When I was told I’d be interviewed by an AI, I had the assumption that the experience would feel detached. Because how can I relate to someone without a face? I relied so much on verbal AND non-verbal cues during interviews that I needed to see the facial expressions and movements of my interviewer to gauge how she takes in my responses.
So, when the interview started, all I could see on my screen was myself, with a timer indicating the required duration. Then, my AI interviewer participated as a voice, which I initially found disorienting because my mind still couldn’t comprehend that I was not talking to a human, but she sounded like a human.
It felt weird but at the same time revolutionary. I felt like one of the lead characters of a futuristic tech movie—but that future is here, just unevenly distributed.
And because I am a non-native English speaker, talking with the AI made me feel uncomfortable speaking the language because I felt inferior, which felt more than what I would feel when talking to a native speaker face to face. What’s interesting was the sense of inferiority stemmed from my idea that an AI is all-knowing, all-seeing (having real time access to massive data a regular person couldn’t just hoard), and therefore far superior than an infallible human.
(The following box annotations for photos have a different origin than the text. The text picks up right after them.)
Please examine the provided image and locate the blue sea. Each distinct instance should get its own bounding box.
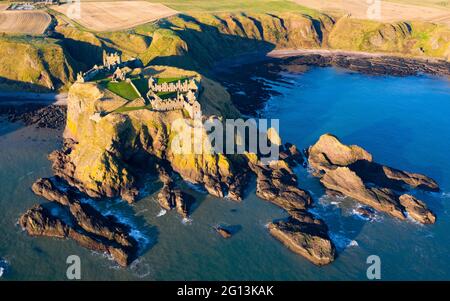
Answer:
[0,68,450,280]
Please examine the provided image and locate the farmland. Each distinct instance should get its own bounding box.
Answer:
[0,11,51,35]
[52,1,177,32]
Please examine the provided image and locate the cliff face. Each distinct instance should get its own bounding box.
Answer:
[0,11,450,90]
[58,67,244,201]
[0,38,74,92]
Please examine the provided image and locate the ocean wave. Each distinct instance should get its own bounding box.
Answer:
[330,232,359,251]
[440,191,450,199]
[184,181,208,193]
[0,258,9,278]
[181,217,192,225]
[156,209,167,217]
[81,198,151,249]
[129,258,152,279]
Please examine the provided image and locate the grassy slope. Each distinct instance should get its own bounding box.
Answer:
[0,0,450,89]
[0,36,74,92]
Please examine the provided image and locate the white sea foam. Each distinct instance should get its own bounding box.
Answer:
[185,181,208,193]
[0,258,8,278]
[330,232,358,250]
[156,209,167,217]
[441,192,450,199]
[181,217,192,225]
[81,198,151,248]
[130,258,152,279]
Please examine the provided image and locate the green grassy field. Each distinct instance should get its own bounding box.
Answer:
[99,79,139,101]
[113,104,152,113]
[388,0,450,9]
[147,0,314,13]
[131,78,148,96]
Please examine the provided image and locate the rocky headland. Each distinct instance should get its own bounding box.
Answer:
[19,67,335,266]
[19,62,439,266]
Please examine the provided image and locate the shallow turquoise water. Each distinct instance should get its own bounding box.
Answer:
[0,68,450,280]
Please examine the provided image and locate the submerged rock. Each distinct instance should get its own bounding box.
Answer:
[355,206,375,219]
[268,210,336,265]
[308,134,439,223]
[19,179,138,266]
[157,165,190,218]
[249,161,312,211]
[214,226,233,238]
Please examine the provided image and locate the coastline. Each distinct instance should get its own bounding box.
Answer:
[212,49,450,77]
[0,91,67,106]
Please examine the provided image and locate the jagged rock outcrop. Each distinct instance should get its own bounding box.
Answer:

I had difficulty phrasing my thoughts and my brain stopped braining for a while until I started to hear human-like responses that resembled validation, as if she, an AI, resonated with me, a human.
After that, I started to feel more comfortable, as if I were talking to an actual human being on the other side of the screen.
I entered the interview feeling that AI is simply a tool and left the interview feeling a kind of warmth that AI could feel human too.